= Edward Jarvis (businessman) =

Edward Jarvis (died c. 1800) was a surgeon and Hudson's Bay Company (HBC) chief factor, best known for his work exploring and attempts to establish Hudson's Bay Company (HBC) trading posts in the interior of Canada during the late 18th century.

== Early life and career ==
Edward Jarvis started working for the Hudson's Bay Company (HBC) in 1771 as a surgeon at Fort Albany, Ontario, earning £40 a year. He learned the Swampy Cree language and led an expedition to find strategic locations for trading posts along the Moose and Albany rivers, as well as areas around James Bay and Lake Superior. This was in response to increasing competition from other traders.

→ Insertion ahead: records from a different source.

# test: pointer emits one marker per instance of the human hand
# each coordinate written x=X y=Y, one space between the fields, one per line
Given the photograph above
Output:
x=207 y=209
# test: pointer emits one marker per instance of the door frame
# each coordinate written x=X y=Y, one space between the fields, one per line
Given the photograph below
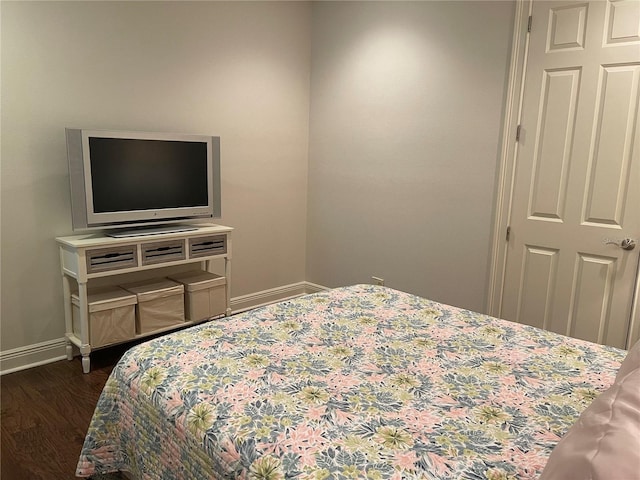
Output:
x=506 y=169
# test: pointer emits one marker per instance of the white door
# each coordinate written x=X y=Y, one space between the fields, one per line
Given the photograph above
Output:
x=576 y=190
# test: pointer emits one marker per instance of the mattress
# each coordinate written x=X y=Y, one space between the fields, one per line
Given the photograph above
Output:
x=355 y=382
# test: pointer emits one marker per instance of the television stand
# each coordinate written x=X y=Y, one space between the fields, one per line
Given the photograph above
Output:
x=98 y=259
x=156 y=230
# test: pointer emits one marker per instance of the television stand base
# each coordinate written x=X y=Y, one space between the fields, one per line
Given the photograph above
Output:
x=157 y=230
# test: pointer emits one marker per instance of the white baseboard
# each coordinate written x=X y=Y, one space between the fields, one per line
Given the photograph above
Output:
x=42 y=353
x=34 y=355
x=278 y=294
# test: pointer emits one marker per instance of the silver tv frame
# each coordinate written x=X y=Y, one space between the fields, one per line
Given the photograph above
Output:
x=82 y=213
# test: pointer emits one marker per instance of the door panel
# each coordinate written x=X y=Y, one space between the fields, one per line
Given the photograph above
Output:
x=577 y=174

== Expeditions and challenges ==
Jarvis and his team first set out from Fort Albany on March 29, 1775, but had to return after the Indigenous people at Henley House did not want to act as guides. He then left with another team and reached Moose Factory in November that year, after crossing the Missinaibi River, facing tough terrain and other difficulties. He returned to Henley House by February 1776. In May of that year, he focused on surveying Indigenous around Lake Superior and documenting the people living there. Throughout these trips, he dealt with extreme weather, illness, food shortages, and resistance from local groups.

== Role as Chief Factor ==
Jarvis refused to go inland after the 1776 expedition. He spent the years 1776 until 1778 between Albany and Henley House. After a brief return to England in 1778, Jarvis was re-engaged by the HBC in 1779 and appointed Chief Factor at Moose Factory. In 1781, he transferred to Albany, where he advocated for the establishment of more inland posts to challenge the growing influence of the North West Company. However, Jarvis' health began to deteriorate in the early 1790s, and he retired from active duty in 1792.

== Later years and retirement ==
In 1796, Jarvis was reappointed Chief Inspector and Supervisor of HBC posts along Hudson and James bays as part of a strategy to manage internal leadership conflicts. However, he was unwelcome at York Factory when he moved in August 1796, and his health issues stopped him continuing.

Jarvis retired in 1797 with a pension of 50 guineas per year. The last record of his financial dealings with HBC is from March 1800, and he is believed to have died soon after.